The extraction challenge has several layers. Stated preferences are easy - the user tells you what they want. Revealed preferences are harder but more valuable - what does the user's behavior tell you about how they work? A user who consistently reformats your tables into a specific structure is telling you something. A user who always asks for a follow-up chart after a screening query is telling you something. A user who checks your math every time is telling you something about the level of rigor they expect.
And then there are implied assumptions - the things a user never specifies because they consider them obvious. These are the silent failures. The LatAm trader doesn't say "local currency" because in their world, that's the default. When the system returns hard currency data, it feels broken. But the user never explicitly stated the preference, because to them it wasn't a preference - it was just how things work.
Representation: How to Store It
Even if you capture the right signals, a flat list doesn't give you the structure to use them. A user model needs hierarchy - methodological preferences matter more than formatting preferences. It needs relationships like "works in LatAm FX" connects to "default to local currency." And it needs synthesis: don't store fifteen individual corrections, recognize the pattern they reveal.
There's also the temporal dimension, because preferences are not static. A user might shift focus from Chilean rates to Brazilian equities. A methodology preference might evolve as they learn something new. The system needs some concept of decay - recent signals weighted more heavily than older ones - without losing foundational preferences that hold steady over time. In practice, this looks something like exponential decay: recent interactions are preserved in full, while older context gets progressively compacted. But what survives the compaction and what gets lost is a design decision with real consequences.
Knowing When a Preference Has Changed
Related but distinct: how do you know when a correction is updating a preference versus being a one-off exception? If a user who always wants Monte Carlo says "just do a simple linear projection this time," is that a new preference or a shortcut for this specific query? The system needs to distinguish between "I've changed my mind about how I work" and "this particular case is different." Humans do this effortlessly through context.

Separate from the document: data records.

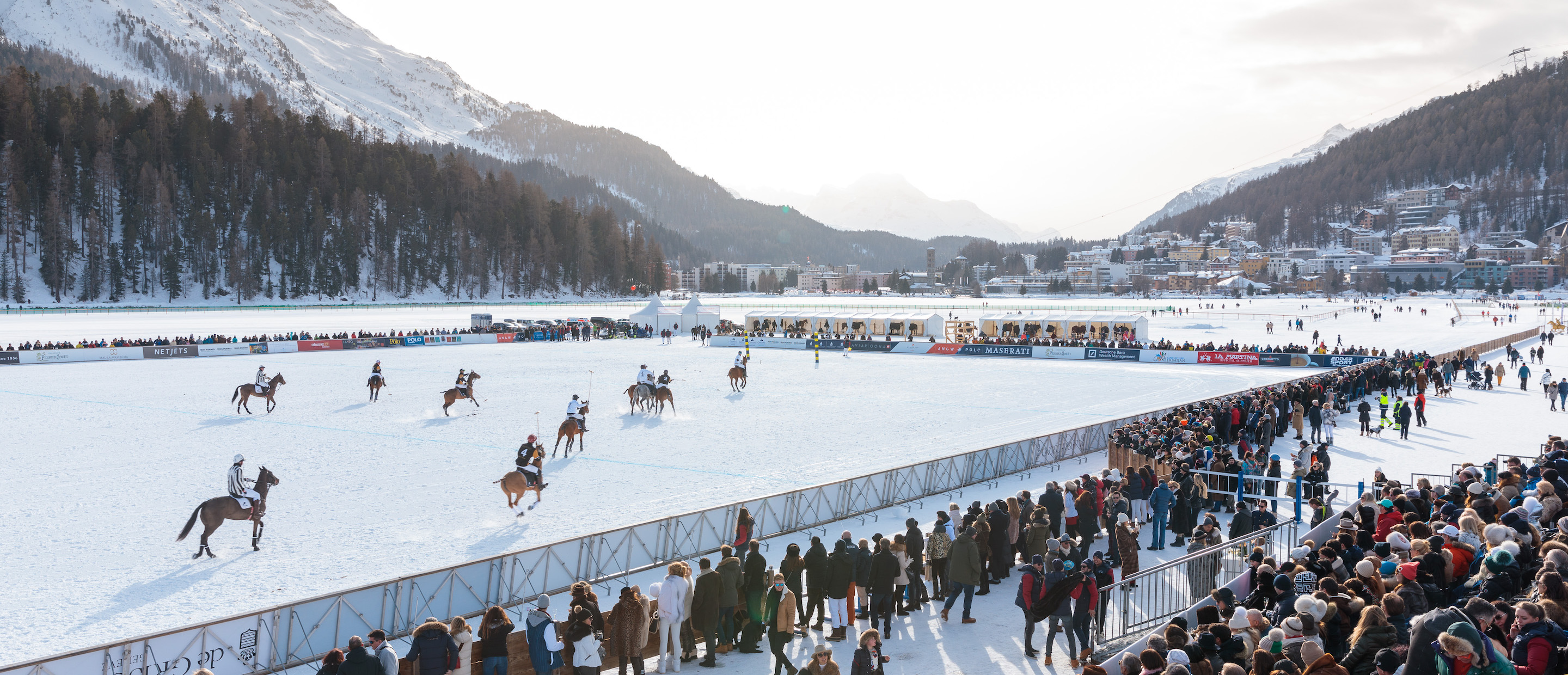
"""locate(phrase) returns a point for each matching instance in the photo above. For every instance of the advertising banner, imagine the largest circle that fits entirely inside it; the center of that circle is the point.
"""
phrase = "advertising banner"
(366, 343)
(1339, 361)
(998, 350)
(1228, 358)
(170, 351)
(441, 340)
(72, 356)
(1076, 353)
(223, 350)
(775, 343)
(1169, 356)
(1111, 353)
(1297, 361)
(872, 345)
(226, 649)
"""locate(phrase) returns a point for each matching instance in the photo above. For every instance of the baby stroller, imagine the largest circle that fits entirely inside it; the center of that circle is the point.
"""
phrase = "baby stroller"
(1474, 379)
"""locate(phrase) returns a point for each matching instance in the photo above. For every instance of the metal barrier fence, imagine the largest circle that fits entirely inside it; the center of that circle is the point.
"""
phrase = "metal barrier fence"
(1150, 597)
(300, 633)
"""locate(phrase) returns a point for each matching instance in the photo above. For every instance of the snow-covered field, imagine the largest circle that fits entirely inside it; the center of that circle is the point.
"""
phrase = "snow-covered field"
(106, 461)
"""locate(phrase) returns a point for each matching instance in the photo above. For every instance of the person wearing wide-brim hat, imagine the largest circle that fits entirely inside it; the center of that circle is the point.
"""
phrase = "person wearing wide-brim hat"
(820, 661)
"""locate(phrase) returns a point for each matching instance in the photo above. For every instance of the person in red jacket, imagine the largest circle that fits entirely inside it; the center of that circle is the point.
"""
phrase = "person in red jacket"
(1084, 599)
(1387, 519)
(1031, 591)
(1535, 641)
(1463, 554)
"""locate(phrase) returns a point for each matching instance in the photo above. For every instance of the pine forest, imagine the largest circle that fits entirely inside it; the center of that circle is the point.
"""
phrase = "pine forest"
(106, 199)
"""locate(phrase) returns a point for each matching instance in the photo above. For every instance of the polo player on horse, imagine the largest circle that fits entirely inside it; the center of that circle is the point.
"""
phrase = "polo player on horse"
(571, 413)
(237, 484)
(526, 455)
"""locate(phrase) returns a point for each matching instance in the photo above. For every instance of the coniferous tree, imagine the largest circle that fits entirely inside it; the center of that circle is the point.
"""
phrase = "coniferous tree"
(104, 199)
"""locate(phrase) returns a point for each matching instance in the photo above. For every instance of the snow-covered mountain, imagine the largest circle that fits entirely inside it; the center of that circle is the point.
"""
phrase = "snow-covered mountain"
(1214, 188)
(303, 54)
(891, 204)
(309, 57)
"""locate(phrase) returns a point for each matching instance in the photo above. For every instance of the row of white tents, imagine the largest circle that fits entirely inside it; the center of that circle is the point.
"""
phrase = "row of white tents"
(869, 323)
(665, 317)
(1067, 326)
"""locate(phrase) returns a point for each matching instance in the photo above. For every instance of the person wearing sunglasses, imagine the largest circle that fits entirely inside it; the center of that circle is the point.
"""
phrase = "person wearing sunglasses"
(822, 661)
(778, 616)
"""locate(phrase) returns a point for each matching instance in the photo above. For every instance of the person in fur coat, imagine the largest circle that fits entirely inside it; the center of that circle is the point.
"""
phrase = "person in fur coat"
(1128, 544)
(433, 651)
(628, 630)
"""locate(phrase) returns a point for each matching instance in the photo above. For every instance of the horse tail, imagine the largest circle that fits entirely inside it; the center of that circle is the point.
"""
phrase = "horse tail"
(190, 524)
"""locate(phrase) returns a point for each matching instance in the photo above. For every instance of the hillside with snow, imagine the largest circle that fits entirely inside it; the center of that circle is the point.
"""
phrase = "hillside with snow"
(1221, 185)
(309, 57)
(302, 54)
(891, 204)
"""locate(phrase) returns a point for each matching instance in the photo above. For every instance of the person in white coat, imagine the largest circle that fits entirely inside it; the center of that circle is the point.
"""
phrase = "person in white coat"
(573, 413)
(239, 486)
(464, 638)
(385, 654)
(672, 597)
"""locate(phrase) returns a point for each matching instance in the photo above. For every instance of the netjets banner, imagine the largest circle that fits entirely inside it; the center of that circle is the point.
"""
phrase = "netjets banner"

Systems need to be taught.
The Art of It
I think people underestimate how much of this is art rather than science. The engineering community wants clean abstractions - extract preferences, store them in a schema, apply them deterministically. And the infrastructure matters. But the difference between a system that feels magical and one that feels frustrating often comes down to judgment calls that resist formalization.
When do you lean on the user model and when do you set it aside? How aggressively do you compact old context? How do you weigh a correction - is it a preference update or an exception? How do you handle the user who's an expert in one domain and a novice in another within the same conversation?
These are design problems that require taste, iteration, and a willingness to be wrong.
We've gotten some of them right. We're still working on others. The honest state of things is: we've built the infrastructure for per-tool memory and context management, we've proven the extraction works, and we've done significant R&D on using past traces to improve current execution. The closed loop where every interaction automatically refines the user model, which automatically improves the next interaction, is what we're building toward.
What gives me confidence is that the underlying thesis keeps validating. Every time we show a user their extracted profile, the reaction is the same: "Yes. This is exactly how I work. Why doesn't the system already know this?"
The second conversation should be better than the first. We're getting there.